Prior studies on sepsis and septic shock presented conflicting data on the association of clinical outcomes with troponin elevation. Various studies including those by Vallabhajosyula et al [11], Yang et al [12], Vasile et al [13], de Groot et al [14], Sheyin et al [2], John et al [15] and Bessiere et al [10] have concluded that troponin elevation was associated with adverse outcomes and increased mortality in patents admitted with sepsis. Also Rosjo et al stated that troponin elevation is associated with survival in sepsis and may have a role as an early marker of shock [16]. However some other studies such as Tiruvoipati et al [17], Mehta et al [18] and Landesberg et al [19] refuted this claim. In our study we found troponin elevation to be a predictor of development of septic shock. Our study showed mortality was higher in patients with elevated troponin, but our results did not reach statistical significance (P = 0.19, RR 1.6, 95% CI 0.78 - 3.4).

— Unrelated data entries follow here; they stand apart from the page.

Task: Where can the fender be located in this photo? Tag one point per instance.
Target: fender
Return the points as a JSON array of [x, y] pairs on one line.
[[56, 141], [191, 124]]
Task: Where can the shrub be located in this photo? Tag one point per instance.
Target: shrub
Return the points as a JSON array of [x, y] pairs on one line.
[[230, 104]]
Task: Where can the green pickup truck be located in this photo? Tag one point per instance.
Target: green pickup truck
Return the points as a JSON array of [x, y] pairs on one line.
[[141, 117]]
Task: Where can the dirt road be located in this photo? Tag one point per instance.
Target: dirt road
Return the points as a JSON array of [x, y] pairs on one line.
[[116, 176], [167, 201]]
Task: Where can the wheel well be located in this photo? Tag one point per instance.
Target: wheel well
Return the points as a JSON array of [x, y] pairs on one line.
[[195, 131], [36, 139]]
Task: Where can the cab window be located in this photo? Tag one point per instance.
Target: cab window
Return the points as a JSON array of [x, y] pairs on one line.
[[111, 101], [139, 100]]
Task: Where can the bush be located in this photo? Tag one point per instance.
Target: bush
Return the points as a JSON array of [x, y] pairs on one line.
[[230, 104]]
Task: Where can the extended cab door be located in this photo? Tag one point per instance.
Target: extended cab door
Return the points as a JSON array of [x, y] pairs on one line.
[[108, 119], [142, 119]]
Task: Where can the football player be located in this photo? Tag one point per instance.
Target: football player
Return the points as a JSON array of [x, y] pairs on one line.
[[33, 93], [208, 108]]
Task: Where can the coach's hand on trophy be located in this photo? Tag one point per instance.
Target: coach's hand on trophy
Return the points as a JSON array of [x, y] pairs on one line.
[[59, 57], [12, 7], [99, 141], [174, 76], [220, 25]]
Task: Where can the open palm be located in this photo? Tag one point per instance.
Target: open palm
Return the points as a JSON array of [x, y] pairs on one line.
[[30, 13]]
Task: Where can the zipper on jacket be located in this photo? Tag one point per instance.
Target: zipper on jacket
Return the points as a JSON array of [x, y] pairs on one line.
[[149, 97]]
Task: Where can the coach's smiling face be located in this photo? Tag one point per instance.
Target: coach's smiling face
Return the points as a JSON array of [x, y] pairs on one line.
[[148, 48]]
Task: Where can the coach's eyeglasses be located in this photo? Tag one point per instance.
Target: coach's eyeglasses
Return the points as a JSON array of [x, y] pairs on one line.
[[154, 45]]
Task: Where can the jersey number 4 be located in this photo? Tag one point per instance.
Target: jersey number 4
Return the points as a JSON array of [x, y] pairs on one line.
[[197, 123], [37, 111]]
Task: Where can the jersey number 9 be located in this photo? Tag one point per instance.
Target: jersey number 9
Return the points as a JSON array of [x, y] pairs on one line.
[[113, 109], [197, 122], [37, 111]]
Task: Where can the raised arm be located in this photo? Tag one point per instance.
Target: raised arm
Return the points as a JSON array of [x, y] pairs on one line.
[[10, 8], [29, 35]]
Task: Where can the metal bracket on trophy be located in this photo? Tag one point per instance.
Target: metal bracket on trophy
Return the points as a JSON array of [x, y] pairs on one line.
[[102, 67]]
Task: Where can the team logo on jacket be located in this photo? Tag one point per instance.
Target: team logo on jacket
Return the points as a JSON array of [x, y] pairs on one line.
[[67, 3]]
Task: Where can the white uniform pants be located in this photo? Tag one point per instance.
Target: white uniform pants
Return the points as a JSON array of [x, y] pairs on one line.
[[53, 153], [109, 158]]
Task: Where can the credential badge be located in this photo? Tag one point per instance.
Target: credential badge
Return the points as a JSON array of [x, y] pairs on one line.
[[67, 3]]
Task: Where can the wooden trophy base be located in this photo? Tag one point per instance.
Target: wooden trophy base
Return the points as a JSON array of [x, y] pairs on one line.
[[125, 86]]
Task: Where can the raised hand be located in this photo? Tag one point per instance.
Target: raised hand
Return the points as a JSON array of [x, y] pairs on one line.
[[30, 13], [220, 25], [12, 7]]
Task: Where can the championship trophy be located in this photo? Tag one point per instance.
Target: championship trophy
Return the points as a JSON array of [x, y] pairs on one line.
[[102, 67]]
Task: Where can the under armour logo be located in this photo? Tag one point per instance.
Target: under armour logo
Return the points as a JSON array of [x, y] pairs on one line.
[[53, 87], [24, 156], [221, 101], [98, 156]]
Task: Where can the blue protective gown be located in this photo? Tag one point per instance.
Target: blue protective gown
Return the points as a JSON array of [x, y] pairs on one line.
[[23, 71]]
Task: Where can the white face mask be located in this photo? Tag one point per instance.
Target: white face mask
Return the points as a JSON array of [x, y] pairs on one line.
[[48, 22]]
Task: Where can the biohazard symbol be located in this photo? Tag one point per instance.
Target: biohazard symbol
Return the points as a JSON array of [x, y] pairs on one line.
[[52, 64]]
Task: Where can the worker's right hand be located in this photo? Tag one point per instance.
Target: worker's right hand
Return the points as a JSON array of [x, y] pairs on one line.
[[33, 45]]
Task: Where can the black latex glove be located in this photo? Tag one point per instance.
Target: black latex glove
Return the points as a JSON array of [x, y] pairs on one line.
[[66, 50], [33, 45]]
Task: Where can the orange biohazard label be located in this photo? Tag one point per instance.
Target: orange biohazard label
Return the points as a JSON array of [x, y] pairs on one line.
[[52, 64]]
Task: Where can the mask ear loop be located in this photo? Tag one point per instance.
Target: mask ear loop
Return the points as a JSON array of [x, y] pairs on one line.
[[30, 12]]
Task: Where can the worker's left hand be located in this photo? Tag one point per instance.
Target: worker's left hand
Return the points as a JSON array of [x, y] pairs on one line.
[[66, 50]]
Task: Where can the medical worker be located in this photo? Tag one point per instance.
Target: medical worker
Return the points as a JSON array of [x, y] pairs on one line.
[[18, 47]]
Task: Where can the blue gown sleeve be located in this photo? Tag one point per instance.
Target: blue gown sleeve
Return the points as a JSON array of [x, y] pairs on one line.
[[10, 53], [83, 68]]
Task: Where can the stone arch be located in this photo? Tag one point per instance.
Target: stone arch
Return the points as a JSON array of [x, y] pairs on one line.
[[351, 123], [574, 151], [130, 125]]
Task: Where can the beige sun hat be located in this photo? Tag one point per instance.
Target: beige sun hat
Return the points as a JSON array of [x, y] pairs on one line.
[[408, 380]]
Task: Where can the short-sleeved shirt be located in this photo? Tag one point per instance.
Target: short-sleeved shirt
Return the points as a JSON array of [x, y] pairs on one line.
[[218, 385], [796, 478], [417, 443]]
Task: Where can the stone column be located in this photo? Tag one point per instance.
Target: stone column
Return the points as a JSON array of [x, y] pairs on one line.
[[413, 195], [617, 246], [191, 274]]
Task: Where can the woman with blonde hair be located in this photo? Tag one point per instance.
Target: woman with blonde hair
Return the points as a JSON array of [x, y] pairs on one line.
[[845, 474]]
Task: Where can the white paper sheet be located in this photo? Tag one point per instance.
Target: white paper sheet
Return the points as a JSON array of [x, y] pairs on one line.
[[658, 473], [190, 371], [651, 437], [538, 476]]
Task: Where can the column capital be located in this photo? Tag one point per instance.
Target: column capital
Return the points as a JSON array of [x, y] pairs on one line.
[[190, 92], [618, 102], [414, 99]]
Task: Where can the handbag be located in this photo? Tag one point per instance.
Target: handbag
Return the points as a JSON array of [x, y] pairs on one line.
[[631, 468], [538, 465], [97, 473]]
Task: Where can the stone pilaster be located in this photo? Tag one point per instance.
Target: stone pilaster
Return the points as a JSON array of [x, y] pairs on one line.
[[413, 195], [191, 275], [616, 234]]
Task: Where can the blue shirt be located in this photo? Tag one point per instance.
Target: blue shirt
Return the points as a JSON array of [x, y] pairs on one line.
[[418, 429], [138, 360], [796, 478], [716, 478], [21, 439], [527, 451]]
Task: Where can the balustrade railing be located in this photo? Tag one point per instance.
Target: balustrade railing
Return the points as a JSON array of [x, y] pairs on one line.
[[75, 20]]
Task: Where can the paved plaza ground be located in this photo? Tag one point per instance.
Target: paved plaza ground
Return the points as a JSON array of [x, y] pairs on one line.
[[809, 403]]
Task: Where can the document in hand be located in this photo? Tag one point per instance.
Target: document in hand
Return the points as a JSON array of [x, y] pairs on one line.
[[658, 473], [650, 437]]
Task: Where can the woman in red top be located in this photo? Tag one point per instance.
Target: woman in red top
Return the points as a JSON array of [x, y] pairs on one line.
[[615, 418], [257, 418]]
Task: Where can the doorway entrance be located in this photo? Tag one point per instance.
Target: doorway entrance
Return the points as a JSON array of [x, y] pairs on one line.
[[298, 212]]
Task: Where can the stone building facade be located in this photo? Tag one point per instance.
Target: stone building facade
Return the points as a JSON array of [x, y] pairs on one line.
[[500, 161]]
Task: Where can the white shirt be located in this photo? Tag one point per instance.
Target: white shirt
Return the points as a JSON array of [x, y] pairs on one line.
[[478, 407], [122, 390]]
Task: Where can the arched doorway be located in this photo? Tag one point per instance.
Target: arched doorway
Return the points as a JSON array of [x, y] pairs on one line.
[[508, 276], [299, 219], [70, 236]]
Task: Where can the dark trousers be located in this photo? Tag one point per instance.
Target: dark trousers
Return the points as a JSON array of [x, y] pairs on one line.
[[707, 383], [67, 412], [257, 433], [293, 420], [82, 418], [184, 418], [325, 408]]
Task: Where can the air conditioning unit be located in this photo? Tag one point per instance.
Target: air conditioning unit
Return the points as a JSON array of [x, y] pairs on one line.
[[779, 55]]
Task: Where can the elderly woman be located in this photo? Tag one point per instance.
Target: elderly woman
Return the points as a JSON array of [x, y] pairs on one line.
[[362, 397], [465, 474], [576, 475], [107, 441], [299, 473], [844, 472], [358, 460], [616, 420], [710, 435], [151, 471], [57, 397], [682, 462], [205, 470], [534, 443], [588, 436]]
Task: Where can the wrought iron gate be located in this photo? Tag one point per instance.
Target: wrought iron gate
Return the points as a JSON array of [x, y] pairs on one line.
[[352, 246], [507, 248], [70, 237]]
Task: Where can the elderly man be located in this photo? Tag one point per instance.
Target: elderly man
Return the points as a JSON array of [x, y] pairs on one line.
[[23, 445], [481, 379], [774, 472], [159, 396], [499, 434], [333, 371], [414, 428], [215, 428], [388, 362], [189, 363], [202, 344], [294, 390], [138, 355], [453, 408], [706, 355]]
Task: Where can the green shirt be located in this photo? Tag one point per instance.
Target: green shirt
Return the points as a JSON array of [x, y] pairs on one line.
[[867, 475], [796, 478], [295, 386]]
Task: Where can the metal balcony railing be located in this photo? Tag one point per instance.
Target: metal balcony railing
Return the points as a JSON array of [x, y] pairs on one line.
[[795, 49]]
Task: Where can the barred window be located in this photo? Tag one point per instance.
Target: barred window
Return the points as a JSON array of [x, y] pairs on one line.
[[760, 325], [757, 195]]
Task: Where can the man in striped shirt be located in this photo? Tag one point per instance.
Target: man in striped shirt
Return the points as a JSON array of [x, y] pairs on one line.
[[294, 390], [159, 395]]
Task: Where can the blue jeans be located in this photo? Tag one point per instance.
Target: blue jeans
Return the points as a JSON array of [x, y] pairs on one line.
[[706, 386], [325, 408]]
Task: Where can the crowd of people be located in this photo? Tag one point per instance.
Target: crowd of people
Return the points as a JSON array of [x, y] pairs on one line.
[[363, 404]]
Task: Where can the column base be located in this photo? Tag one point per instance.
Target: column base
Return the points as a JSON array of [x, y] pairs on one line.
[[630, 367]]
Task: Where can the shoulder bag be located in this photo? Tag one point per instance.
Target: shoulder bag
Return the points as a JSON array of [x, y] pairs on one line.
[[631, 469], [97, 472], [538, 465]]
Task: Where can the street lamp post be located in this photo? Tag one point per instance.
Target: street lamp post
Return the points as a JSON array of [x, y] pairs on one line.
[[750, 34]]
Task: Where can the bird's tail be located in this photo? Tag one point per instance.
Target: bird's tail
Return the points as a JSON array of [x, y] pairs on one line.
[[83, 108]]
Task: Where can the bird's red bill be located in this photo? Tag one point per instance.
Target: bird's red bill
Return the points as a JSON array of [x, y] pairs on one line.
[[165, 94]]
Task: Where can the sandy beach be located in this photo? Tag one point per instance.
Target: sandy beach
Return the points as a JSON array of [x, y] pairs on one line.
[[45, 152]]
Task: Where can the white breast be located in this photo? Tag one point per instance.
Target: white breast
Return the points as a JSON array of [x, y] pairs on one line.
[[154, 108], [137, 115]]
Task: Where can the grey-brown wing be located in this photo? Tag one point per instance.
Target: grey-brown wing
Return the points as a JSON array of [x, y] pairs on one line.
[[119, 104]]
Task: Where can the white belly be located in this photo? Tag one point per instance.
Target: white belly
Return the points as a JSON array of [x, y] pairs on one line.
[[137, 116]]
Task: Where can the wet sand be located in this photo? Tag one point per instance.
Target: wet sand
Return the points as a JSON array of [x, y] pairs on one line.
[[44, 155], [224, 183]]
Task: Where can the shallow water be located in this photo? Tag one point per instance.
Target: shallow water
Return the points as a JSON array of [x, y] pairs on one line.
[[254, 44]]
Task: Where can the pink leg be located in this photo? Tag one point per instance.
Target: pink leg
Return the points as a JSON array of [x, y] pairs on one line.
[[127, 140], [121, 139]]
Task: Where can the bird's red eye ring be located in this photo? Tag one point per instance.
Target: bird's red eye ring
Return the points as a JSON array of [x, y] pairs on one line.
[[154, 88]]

Patients who were admitted with sepsis and had an elevated troponin level on admission were at risk of developing septic shock during the course of their stay (P = 0.04, RR 1.4, 95% CI 1.015 - 1.99). This indicates that troponin can be used as an early marker for development of shock in the patients admitted with sepsis.

Studies such as Lim et al [9] identified that patients with elevated troponin levels had increased hospital length of stay, while studies as Tiruvoipati et al [17] did not shown an association. Our study did not show increased length of stay in the hospital in patients with elevated troponin and the results were statistically significant (95% CI 0.187 - 0.341).

The heart and lungs interact during each ventilation cycle. The application of mechanical ventilation and subsequent removal change normal ventilatory mechanics and produce alterations in cardiac preload and afterload that influence global hemodynamic state and delivery of oxygen and nutrients [20]. Guest et al in their study demonstrated that patients with cardiac injury were more frequently in need of mechanical ventilation as compared to other critically ill patient, which was re-demonstrated by Blamoun et al [21, 22]. Our study demonstrated that the average duration of mechanical ventilation in hours to be longer in patients with elevated troponin than in other patients (55.6 h vs. 49.6 h, P = 0.032, 95% CI 0.001 - 0.063).

Studies including ours showed the association of troponin with increased adverse outcomes which may indicate that early aggressive resuscitation can improve myocardial injury and survival [23-26]. The early identification of this subset of septic patients can help identifying patients at risk of developing septic shock and may help in making clinical decisions on early goal-directed therapy.

Conclusions

Troponin I elevation is associated with longer duration of mechanical ventilation in patients admitted to ICU with sepsis. Troponin I elevation is associated with higher risk for development of septic shock. No significant effect was observed on duration of ICU length of stay and hospital length of stay.